L’expert en Formule 1 Marc Surer explique pourquoi Ferrari a mis deux ans à remettre son moteur à flot, juste à temps avant le « gel des moteurs »
Ferrari a fêté une double victoire lors de l’ouverture de la saison à Bahreïn, mais le regain de forme ne se limite pas à l’équipe d’usine. Les équipes clientes Haas et Alfa Romeo connaissent également un renouveau en Formule 1 2022. Une coïncidence ? Les initiés du paddock sont unanimes : c’est aussi dû au regain de vigueur du moteur.

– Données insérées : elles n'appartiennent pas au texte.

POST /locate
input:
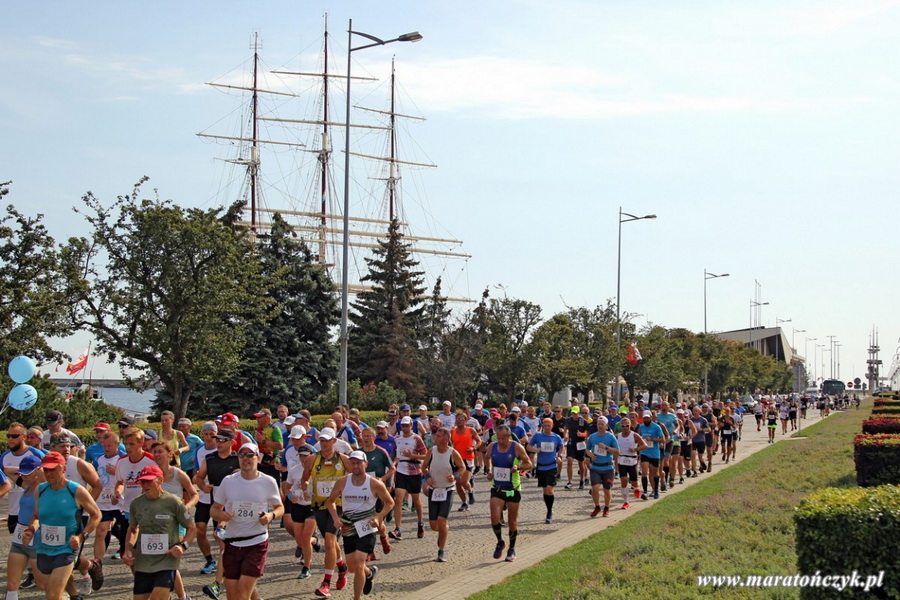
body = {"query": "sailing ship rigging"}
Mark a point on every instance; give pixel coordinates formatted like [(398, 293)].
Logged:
[(315, 215)]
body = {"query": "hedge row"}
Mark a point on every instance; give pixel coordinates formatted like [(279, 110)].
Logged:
[(877, 459), (844, 531)]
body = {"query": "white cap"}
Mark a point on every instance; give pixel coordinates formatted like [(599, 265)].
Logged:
[(249, 446)]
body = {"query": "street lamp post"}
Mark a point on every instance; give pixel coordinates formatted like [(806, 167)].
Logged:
[(706, 277), (345, 264), (629, 218)]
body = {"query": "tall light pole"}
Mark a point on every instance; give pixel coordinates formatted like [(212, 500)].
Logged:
[(629, 218), (345, 264), (706, 277)]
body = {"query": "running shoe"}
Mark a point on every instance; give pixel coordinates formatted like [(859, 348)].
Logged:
[(28, 582), (370, 581), (95, 571), (209, 568), (85, 585), (324, 590), (213, 590)]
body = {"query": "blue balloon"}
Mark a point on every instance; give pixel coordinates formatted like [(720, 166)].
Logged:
[(21, 369), (22, 397)]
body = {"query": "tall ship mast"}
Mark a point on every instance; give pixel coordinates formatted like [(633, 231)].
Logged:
[(277, 129)]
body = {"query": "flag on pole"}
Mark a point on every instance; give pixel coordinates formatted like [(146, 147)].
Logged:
[(79, 364)]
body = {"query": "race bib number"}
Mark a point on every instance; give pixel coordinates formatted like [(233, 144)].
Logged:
[(502, 474), (363, 527), (323, 488), (248, 511), (18, 533), (154, 544), (53, 535)]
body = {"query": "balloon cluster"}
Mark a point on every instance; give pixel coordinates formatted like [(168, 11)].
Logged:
[(21, 370)]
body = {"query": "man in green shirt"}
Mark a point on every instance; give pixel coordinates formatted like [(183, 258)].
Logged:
[(152, 546)]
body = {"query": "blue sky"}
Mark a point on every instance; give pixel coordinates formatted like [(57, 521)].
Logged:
[(762, 134)]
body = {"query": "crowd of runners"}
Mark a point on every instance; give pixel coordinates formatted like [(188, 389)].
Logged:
[(145, 498)]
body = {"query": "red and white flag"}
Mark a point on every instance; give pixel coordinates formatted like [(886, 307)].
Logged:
[(79, 364)]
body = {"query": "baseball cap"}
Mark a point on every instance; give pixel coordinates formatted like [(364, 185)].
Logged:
[(249, 446), (149, 473), (225, 435), (29, 463), (52, 460)]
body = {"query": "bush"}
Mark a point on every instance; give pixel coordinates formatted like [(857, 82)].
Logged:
[(839, 531), (881, 425), (877, 459)]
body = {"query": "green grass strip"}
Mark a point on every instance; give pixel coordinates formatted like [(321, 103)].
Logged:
[(737, 522)]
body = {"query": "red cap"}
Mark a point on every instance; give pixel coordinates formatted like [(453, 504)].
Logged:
[(149, 472), (52, 460)]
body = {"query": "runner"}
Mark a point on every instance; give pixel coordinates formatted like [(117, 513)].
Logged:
[(320, 472), (215, 468), (654, 436), (59, 506), (630, 445), (503, 462), (602, 450), (467, 442), (153, 547), (358, 519), (410, 453), (438, 471), (22, 555), (247, 501), (547, 448)]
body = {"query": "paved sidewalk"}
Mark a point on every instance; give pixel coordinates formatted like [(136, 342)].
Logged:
[(409, 572)]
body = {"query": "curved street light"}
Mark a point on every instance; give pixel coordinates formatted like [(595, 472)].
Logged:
[(415, 36)]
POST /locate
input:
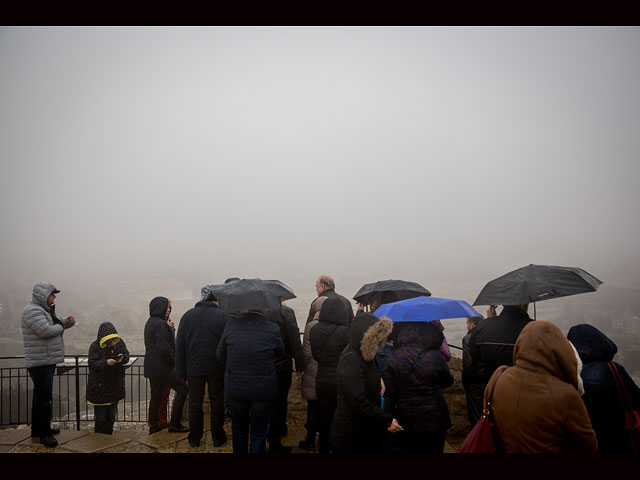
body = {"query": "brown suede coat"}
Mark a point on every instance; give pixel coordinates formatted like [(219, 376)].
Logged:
[(536, 404)]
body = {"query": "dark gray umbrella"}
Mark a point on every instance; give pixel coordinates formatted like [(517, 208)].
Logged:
[(535, 283), (237, 296), (391, 291)]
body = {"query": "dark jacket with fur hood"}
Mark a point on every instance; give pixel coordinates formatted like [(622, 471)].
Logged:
[(329, 338), (600, 391), (106, 384), (359, 422)]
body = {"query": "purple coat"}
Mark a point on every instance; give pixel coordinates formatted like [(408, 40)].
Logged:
[(414, 377)]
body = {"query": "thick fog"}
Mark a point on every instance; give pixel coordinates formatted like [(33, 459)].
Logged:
[(442, 155)]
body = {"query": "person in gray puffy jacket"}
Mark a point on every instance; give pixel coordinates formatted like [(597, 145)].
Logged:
[(42, 333)]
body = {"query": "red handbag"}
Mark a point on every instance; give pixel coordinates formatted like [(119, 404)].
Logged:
[(631, 416), (482, 437)]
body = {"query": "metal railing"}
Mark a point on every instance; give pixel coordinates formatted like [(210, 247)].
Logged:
[(69, 392)]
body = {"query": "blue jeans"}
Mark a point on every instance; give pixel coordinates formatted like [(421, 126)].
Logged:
[(41, 408), (105, 417), (157, 387), (215, 388), (249, 425)]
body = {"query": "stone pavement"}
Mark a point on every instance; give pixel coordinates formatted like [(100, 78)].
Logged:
[(134, 437), (129, 440)]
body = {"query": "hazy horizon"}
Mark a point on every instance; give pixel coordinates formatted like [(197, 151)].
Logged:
[(442, 155)]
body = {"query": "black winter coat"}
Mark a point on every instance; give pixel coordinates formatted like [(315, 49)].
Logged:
[(328, 339), (333, 294), (415, 375), (285, 319), (249, 346), (197, 339), (600, 391), (491, 343), (106, 384), (159, 341), (359, 423)]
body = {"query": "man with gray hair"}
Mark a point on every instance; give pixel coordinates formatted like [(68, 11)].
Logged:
[(326, 287), (43, 348)]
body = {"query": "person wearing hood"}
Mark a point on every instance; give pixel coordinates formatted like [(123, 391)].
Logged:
[(359, 422), (106, 386), (42, 333), (326, 287), (159, 365), (536, 405), (309, 379), (328, 340), (248, 348), (601, 397), (198, 335), (415, 375), (491, 343)]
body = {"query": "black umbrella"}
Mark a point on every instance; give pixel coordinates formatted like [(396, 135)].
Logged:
[(239, 295), (535, 283), (391, 291)]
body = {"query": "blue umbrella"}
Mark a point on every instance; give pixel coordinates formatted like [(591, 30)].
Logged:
[(425, 309)]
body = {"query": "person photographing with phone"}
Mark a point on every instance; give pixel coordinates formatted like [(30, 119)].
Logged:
[(106, 386)]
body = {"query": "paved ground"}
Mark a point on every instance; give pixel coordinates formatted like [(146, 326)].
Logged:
[(128, 440)]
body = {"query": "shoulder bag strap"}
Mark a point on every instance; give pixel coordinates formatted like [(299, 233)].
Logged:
[(622, 390), (414, 364), (487, 407)]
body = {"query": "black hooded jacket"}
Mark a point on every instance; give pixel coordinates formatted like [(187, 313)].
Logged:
[(359, 423), (600, 393), (197, 339), (106, 384), (491, 342), (328, 339), (285, 319), (159, 341), (414, 378)]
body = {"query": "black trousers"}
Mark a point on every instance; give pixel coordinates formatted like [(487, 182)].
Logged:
[(41, 408), (474, 393), (157, 386), (105, 417), (278, 414), (327, 394), (215, 388)]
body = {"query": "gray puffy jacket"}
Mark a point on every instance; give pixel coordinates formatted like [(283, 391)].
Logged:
[(43, 344)]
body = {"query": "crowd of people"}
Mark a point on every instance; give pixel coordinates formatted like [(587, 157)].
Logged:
[(371, 385)]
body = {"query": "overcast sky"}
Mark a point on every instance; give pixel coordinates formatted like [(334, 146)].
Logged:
[(414, 153)]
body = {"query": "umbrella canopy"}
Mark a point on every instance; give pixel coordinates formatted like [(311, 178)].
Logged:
[(426, 309), (240, 295), (535, 283), (391, 290)]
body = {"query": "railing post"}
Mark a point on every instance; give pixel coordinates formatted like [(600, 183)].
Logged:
[(77, 394)]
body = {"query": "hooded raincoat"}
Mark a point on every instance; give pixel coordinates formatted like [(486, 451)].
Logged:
[(415, 375), (106, 384), (600, 391), (359, 423), (42, 330), (159, 340), (536, 403)]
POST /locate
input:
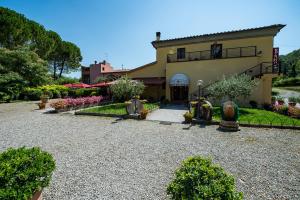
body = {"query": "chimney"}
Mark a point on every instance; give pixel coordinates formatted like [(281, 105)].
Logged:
[(157, 36)]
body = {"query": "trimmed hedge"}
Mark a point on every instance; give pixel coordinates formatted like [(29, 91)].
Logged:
[(24, 171), (199, 178)]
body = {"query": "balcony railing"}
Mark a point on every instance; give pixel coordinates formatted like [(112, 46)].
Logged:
[(206, 55)]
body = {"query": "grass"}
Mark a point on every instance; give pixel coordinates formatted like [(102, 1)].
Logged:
[(258, 116), (117, 108)]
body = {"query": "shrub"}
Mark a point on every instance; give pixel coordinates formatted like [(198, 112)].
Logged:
[(294, 112), (24, 171), (144, 113), (58, 105), (188, 117), (281, 109), (253, 104), (199, 178), (294, 99), (292, 81), (232, 87), (32, 93)]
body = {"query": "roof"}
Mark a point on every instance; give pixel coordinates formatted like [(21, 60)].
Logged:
[(143, 66), (152, 80), (116, 71), (271, 30)]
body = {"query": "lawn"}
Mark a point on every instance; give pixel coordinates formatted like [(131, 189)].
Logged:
[(258, 116), (116, 109)]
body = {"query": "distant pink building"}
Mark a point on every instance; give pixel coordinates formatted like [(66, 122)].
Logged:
[(90, 74)]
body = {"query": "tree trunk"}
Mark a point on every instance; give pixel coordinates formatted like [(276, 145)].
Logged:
[(54, 70), (61, 69)]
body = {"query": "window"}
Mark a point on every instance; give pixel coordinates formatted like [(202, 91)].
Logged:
[(216, 51), (181, 53)]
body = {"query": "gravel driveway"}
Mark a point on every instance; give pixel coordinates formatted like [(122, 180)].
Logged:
[(103, 158)]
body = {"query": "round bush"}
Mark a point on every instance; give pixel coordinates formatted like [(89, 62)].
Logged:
[(199, 178), (33, 93), (24, 171)]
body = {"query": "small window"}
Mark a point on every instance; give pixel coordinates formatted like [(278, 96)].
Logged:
[(181, 53), (216, 51)]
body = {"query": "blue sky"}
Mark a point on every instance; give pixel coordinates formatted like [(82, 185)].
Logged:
[(121, 31)]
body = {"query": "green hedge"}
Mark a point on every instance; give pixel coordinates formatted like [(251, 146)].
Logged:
[(199, 178), (24, 171)]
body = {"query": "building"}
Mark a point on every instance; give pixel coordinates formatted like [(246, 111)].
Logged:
[(90, 74), (181, 62)]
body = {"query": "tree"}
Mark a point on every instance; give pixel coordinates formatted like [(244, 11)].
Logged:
[(25, 63), (291, 63), (124, 88), (69, 57), (232, 87), (14, 29)]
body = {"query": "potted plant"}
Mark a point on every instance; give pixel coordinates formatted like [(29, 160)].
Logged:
[(44, 98), (280, 100), (144, 114), (41, 105), (20, 182), (292, 101), (188, 117)]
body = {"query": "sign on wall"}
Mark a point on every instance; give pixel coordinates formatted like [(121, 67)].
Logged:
[(275, 57)]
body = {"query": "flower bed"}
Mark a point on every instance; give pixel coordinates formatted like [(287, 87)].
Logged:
[(70, 103)]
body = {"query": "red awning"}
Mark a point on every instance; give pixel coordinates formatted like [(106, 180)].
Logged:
[(103, 84), (77, 85)]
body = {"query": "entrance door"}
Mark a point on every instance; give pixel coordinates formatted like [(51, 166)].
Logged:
[(179, 93)]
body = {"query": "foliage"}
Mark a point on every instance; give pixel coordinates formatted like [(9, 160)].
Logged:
[(144, 113), (287, 81), (253, 104), (65, 80), (16, 31), (124, 89), (294, 99), (188, 117), (199, 178), (117, 108), (32, 93), (232, 87), (259, 116), (290, 63), (11, 84), (294, 112), (58, 105), (77, 102), (24, 171)]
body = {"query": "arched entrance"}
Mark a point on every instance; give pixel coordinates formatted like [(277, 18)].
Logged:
[(179, 88)]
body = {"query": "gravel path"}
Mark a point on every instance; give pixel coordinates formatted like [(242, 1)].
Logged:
[(103, 158)]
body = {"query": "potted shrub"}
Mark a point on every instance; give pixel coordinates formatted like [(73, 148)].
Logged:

« Les moteurs Ferrari sont définitivement revenus là où ils étaient en 2019 », affirme le pilote AlphaTauri Pierre Gasly, et Valtteri Bottas, qui vient de passer de la puissance Mercedes à la puissance Ferrari, rapporte de première main : « Je pense qu’il n’y a presque plus de différence entre les moteurs. C’est important d’avoir cette puissance ».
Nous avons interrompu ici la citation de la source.